Helpers/coaches in these digital apothecaries could also assist patients to use computers to access their self-help digital ‘prescriptions’.
Muñoz said that consumable interventions are very expensive, meaning healthcare is often considered prohibitively expensive.
“By providing Massive Open Online Interventions at no charge or very low cost, ISRII could contribute to making healthcare a universal human right,” he said.
However, he also warned that “ISRII needs to provide access to the things that our science has developed without adding more domination, more colonialism”.
Part of this involves increasing research that addresses and includes indigenous and diverse populations.
In the US, mandating inclusion of minority populations has been difficult to enforce, Muñoz said.
Requirements that clinical research include women and racial minorities has not had the intended impact, and in genomic studies in 2016, 81 per cent of all participants of were of European descent.
“We at ISRII need to avoid that mistake,” he said.
Evidence-based internet interventions can be made widely available at little cost and therefore have great potential to reduce health disparities worldwide.

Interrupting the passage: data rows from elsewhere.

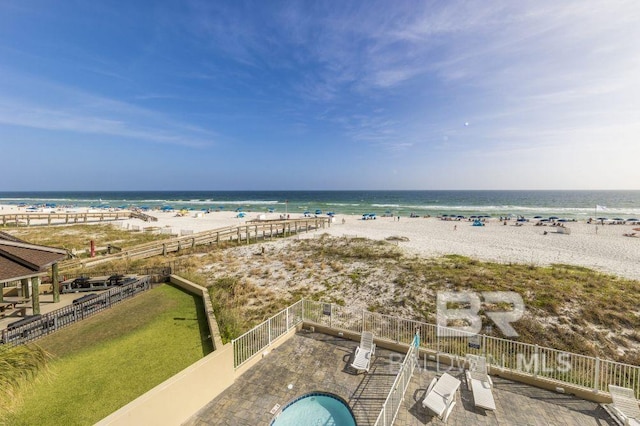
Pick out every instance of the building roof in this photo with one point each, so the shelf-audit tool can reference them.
(19, 259)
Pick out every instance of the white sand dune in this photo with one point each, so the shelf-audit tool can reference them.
(604, 249)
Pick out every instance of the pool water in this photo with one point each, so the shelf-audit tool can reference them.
(315, 409)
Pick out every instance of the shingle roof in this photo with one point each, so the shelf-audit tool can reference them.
(19, 259)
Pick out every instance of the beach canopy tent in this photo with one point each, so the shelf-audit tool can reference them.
(25, 262)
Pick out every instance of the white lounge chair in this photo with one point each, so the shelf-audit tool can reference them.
(441, 396)
(624, 407)
(364, 352)
(479, 382)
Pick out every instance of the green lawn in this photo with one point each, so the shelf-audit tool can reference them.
(104, 362)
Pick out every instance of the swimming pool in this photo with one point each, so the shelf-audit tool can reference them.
(316, 408)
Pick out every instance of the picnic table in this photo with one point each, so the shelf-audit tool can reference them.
(9, 306)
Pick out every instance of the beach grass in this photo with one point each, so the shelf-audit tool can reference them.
(568, 307)
(78, 237)
(104, 362)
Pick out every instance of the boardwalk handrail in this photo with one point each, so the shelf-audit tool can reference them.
(394, 400)
(74, 217)
(244, 232)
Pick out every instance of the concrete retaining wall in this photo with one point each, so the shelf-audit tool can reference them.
(208, 307)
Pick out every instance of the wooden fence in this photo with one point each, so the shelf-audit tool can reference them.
(253, 231)
(67, 218)
(32, 328)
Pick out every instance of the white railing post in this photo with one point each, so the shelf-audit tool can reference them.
(331, 316)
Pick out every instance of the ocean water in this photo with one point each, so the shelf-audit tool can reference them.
(565, 204)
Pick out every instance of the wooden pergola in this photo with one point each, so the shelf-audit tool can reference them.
(28, 263)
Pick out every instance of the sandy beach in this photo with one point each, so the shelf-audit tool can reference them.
(604, 249)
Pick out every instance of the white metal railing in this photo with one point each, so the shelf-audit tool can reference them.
(502, 354)
(263, 335)
(394, 400)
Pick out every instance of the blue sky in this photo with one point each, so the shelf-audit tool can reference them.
(154, 95)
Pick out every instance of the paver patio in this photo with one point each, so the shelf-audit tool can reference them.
(310, 362)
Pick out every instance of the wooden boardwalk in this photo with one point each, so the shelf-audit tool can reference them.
(70, 218)
(252, 231)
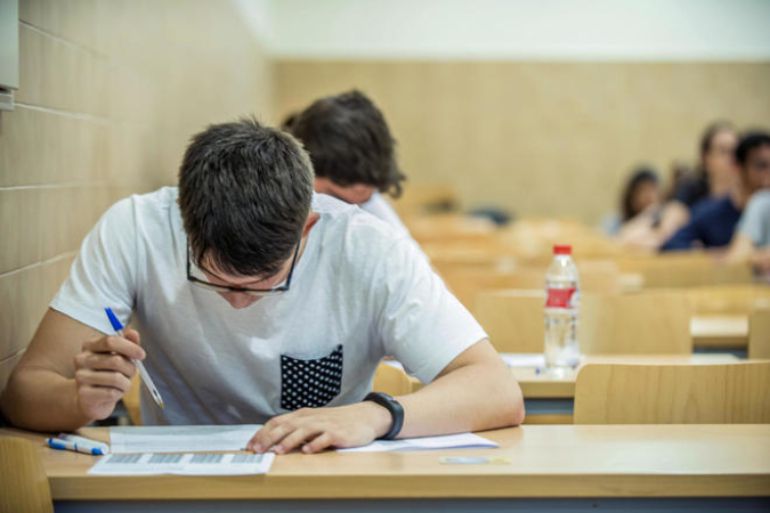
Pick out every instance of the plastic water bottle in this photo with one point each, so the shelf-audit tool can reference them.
(562, 304)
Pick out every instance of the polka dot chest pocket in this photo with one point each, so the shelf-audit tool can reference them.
(310, 383)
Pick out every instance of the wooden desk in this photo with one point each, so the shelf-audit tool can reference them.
(720, 331)
(544, 385)
(644, 462)
(549, 397)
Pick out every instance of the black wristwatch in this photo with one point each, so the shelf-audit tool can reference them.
(395, 409)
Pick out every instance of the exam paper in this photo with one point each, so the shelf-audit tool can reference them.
(133, 439)
(459, 441)
(199, 464)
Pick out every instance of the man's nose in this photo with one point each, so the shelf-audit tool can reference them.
(239, 300)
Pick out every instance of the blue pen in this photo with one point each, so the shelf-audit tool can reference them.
(94, 449)
(118, 327)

However, some have argued that they may in fact increase disparities because “access to internet interventions tends to be by educated people with more money,” explained Muñoz.

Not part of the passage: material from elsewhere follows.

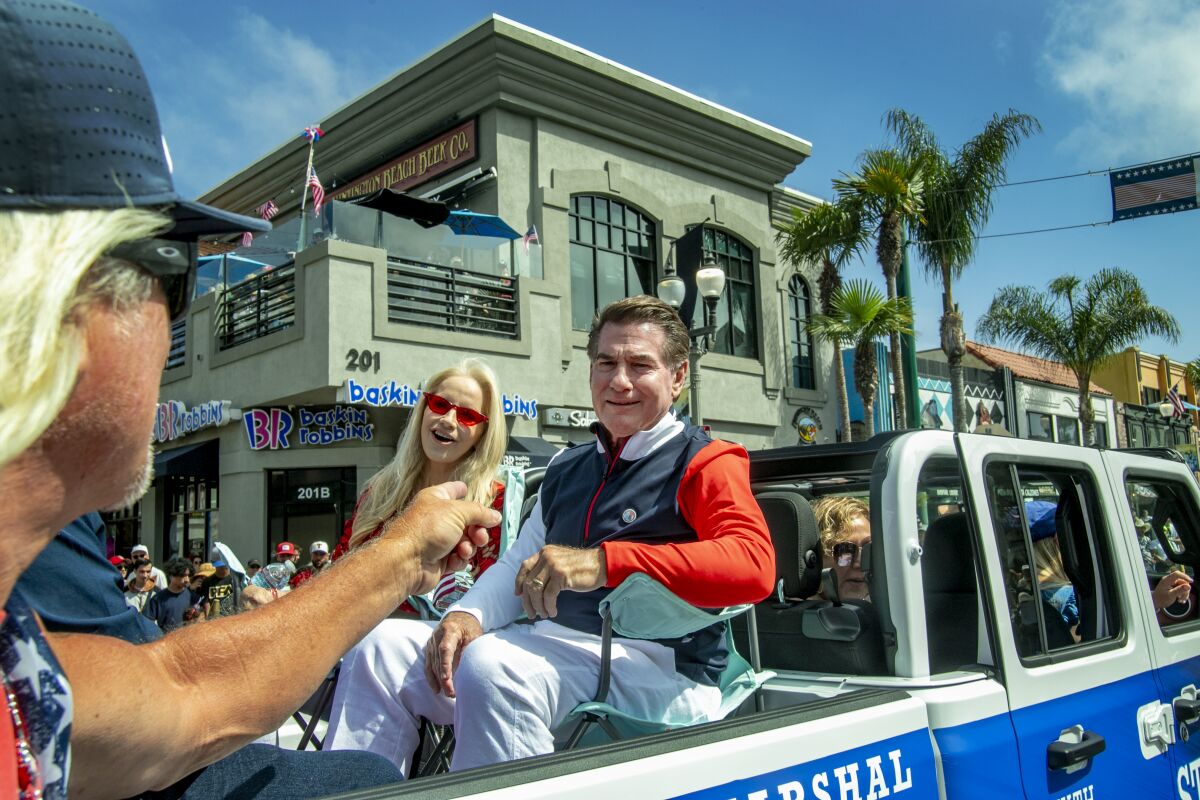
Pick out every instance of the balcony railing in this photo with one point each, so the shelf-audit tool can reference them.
(178, 353)
(453, 299)
(257, 306)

A global study on an internet interventions to help people quit smoking found that people in richer countries were able to quit at higher rates and, within countries, people with greater education and income had higher quit rates.
However, Muñoz argued that by providing the internet intervention to people who previously had no interventions, it was still reducing disparities.
He believes that the creation of digital apothecaries would increase global access.
In places without hospitals or clinics, lay health workers could be trained to deliver internet interventions if they had the technology.
“What if we provided lay health workers with tablets or laptops to share digital interventions that have been tested in those populations, so that they can make the interventions accessible to local people who may not know how to use digital devices?”